Directed by Mathieu Kassovitz starring Jean Reno, Vincent Cassel and Nadia Fares.
Mathieu Kassovitz has little time for the rarefied air of the French arthouse. He called his first short 'Fierrot Le Pou' as a two fingers to Goddard's 'Pierrot Le Fou', he has defended Stephen Spielberg from the tut tuts of older auteurs, told journalists he wants his films to do well overseas and now he's ruffled feathers once again by directing a thriller with American pacing and sensibilities.
Police commander Pierre Niémans (Reno) travels from Paris to Guernon, a University town in the French Alps to investigate the death of a college librarian. The victim was found strung up on a rock face, but Niémans finds the academic community unmoved by the murder and is forced to seek assistance from the mountaineer (Fares) who discovered the body.
Some 300 kilometres away in a sleepy backwater called Sarzac, Lieutenant Max Kerkerian (Cassel) has a far more clock-watching case on his hands. The grave of a young girl who died in 1981 has been desecrated and on the same night her former school burgled. At first it seems that nothing was taken in the break-in, but Kerkerian discovers that the girl's school records are missing and the trail leads all the way to Guernon.
Based on Jean-Christophe Grange's 1998 bestseller 'Les Rivières Pourpres', 'The Crimson Rivers' was a major success at the French box office but is more a curiosity than triumph for a director who shot to fame with his gritty urban drama 'La Haine'.

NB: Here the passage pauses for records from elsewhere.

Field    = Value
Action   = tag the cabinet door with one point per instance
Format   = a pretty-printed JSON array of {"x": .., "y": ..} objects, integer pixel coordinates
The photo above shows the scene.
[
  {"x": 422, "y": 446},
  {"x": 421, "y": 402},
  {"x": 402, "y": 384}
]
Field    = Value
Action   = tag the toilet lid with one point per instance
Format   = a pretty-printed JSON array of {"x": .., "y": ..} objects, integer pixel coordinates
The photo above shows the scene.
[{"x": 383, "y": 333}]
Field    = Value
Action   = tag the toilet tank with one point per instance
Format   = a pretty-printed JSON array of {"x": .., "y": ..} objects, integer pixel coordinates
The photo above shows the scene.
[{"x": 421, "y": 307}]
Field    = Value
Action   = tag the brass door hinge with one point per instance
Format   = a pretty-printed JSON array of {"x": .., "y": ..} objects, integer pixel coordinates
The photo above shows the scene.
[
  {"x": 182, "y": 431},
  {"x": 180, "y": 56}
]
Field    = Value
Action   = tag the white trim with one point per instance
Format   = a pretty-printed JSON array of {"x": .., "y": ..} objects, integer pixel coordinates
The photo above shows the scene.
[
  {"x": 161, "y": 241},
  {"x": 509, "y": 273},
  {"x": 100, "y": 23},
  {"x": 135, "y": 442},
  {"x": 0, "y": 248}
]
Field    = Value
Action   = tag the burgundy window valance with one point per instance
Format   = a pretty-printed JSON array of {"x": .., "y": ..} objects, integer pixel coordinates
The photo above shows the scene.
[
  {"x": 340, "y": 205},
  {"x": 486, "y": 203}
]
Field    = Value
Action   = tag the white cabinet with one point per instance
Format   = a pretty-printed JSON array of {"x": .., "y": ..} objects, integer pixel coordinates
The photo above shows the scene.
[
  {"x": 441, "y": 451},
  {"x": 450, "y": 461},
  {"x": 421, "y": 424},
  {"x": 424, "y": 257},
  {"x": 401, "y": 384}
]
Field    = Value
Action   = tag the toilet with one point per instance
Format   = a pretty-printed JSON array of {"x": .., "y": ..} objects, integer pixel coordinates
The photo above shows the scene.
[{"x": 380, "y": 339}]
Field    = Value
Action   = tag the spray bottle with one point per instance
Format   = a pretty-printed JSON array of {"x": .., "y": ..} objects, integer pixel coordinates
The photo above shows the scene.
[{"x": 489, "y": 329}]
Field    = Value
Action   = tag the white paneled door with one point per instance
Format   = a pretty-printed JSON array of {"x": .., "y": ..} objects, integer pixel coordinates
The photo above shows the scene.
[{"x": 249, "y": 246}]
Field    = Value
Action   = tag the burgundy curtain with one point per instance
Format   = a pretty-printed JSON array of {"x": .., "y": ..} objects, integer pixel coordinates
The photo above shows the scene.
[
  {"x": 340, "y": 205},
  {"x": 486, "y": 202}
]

The first hour is exquisite as Kassovitz divides screen time between the separate investigations of Niémans and Kerkerian, the bloody aftermath in Guernon brilliantly offset by the dull plod of the Sarzac beat. As Niémans attempts to figure out why someone would hack the hands and gouge the eyes of a bookworm, Kerkerian literally stumbles on his own case for want of something better to do, only to find that what should be routine is anything but. The atmosphere is dark and heady - recalling David Fincher's 'Se7en' -and as you realise that both men are coming at the same case from different angles, you know that things can only end badly.
The plot unravels however, when Niémans and Kerkerian team up. Grangé's book is a deep, complex police thriller and Kassovitz cannot do it justice in the space of 105 minutes. Once the action moves solely to Guernon the director puts his foot to the floor, powering ahead to the finish but undoing much of the tension he built up in the previous hour. There's no need for it: he has the viewer cowering in the seat and had no problem adding 20 minutes to flesh out the intricacies of the plot.
There are some superb set pieces and the cinematography is stunning, but when the ending arrives there are too many loopholes. Leaving you to wonder how Grangé ( who also scripted the film) could allow his book to be glossed over onscreen.
Both Reno and Cassel are superb as the dour expert and young hothead but you can't help feeling that Kassovitz had the chance to make a truly terrifying, downbeat masterpiece but ended up instead with a film more likely to make scratch your head than bite your nails all the way home.